スマホの進化は限界に達しつつあるのかもしれない。機能面ではほぼ横並びとなり、その機能を支える電子部品もプレイヤーがそろった状態だ。そして電子部品は進歩の次の段階として、統合が始まりつつある。
従来は複数個で構成されていた通信部品やセンサーが1個に統合されると、スマホに搭載される電子部品の数は減少に転ずるとみられる。世界中のユーザーにひと通りスマホが行き渡り、今後はスマホ出荷台数の伸びがゆるやかになるという予想もある。電子部品メーカーにとって楽観視できない局面だ。
しかし悪い話だけではない。横並びから一歩踏み出そうと、素材への注目が集まっている。機能や搭載する電子部品で違いを出せないのであれば、例えば外観で特徴を出す手もある。今回のGalaxy S6 edgeのように、曲面ディスプレイというユニークな形状にしたり、筐体の素材を見直すなど、変化の兆候はすでに現れている。

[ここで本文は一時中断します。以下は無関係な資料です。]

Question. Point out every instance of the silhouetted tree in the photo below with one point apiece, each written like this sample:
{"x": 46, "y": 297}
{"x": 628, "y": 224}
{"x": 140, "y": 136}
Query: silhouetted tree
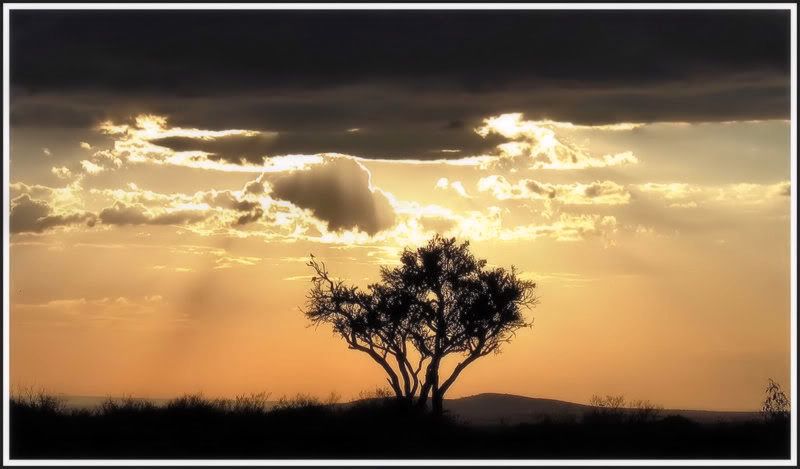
{"x": 439, "y": 301}
{"x": 776, "y": 405}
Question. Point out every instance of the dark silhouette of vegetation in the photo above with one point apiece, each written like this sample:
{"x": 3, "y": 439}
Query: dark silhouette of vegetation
{"x": 439, "y": 301}
{"x": 614, "y": 410}
{"x": 377, "y": 426}
{"x": 776, "y": 406}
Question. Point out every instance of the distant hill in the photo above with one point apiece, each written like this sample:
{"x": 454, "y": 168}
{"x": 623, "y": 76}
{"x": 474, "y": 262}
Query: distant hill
{"x": 493, "y": 408}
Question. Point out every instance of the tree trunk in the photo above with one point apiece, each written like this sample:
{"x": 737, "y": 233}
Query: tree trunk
{"x": 437, "y": 403}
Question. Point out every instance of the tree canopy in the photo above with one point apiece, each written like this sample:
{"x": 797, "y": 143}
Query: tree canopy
{"x": 440, "y": 300}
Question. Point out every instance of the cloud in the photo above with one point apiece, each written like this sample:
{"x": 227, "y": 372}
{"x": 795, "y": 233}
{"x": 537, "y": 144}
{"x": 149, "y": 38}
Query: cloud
{"x": 684, "y": 195}
{"x": 91, "y": 168}
{"x": 338, "y": 192}
{"x": 535, "y": 145}
{"x": 242, "y": 148}
{"x": 444, "y": 184}
{"x": 122, "y": 214}
{"x": 598, "y": 192}
{"x": 62, "y": 173}
{"x": 35, "y": 216}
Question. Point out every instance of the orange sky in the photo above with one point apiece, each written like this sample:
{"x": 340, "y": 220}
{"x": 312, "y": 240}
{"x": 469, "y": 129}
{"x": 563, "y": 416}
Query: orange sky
{"x": 661, "y": 253}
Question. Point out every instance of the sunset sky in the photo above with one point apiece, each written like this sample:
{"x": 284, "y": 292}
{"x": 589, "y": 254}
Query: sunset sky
{"x": 171, "y": 172}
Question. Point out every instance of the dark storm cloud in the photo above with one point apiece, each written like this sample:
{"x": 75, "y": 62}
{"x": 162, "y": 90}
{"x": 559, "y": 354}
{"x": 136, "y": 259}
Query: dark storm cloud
{"x": 339, "y": 193}
{"x": 123, "y": 214}
{"x": 414, "y": 82}
{"x": 35, "y": 216}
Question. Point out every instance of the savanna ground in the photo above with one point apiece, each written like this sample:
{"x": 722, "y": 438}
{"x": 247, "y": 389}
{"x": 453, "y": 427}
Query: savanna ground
{"x": 42, "y": 427}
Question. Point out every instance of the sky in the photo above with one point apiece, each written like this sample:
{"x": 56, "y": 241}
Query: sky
{"x": 172, "y": 171}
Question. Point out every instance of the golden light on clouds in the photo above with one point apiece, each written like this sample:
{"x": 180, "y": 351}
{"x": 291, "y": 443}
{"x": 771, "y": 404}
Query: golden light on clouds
{"x": 166, "y": 242}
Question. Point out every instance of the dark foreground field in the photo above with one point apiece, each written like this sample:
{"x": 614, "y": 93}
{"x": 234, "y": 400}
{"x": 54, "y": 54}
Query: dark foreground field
{"x": 193, "y": 427}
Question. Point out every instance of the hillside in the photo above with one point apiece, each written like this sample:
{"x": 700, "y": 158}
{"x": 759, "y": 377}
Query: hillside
{"x": 509, "y": 409}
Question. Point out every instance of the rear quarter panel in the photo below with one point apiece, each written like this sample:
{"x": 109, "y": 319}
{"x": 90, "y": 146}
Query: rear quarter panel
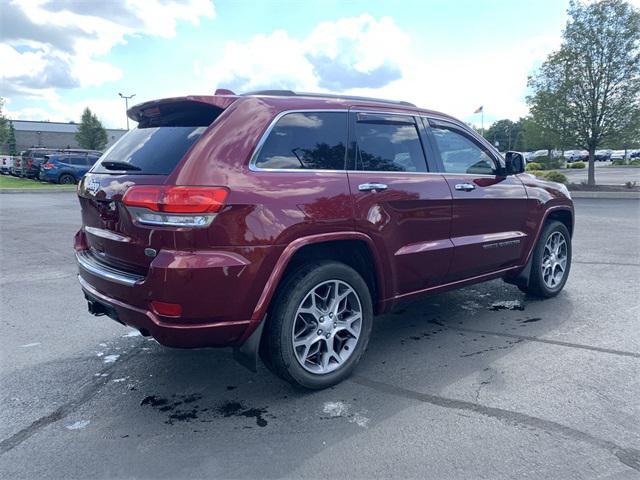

そして筺体に数十ドルという高額な費用を投じることが現実となった今、自動車用の頑丈な部品を製造しているあるメーカーが、自社技術をスマホに生かす方法を真剣に検討し始めたという。世界の主要スマホメーカーも製品の差別化につながる技術を探しており、非常に優秀で競争力がある素材メーカーが多い日本がその舞台になっている。これからは素材に光が当たる時代になるだろう。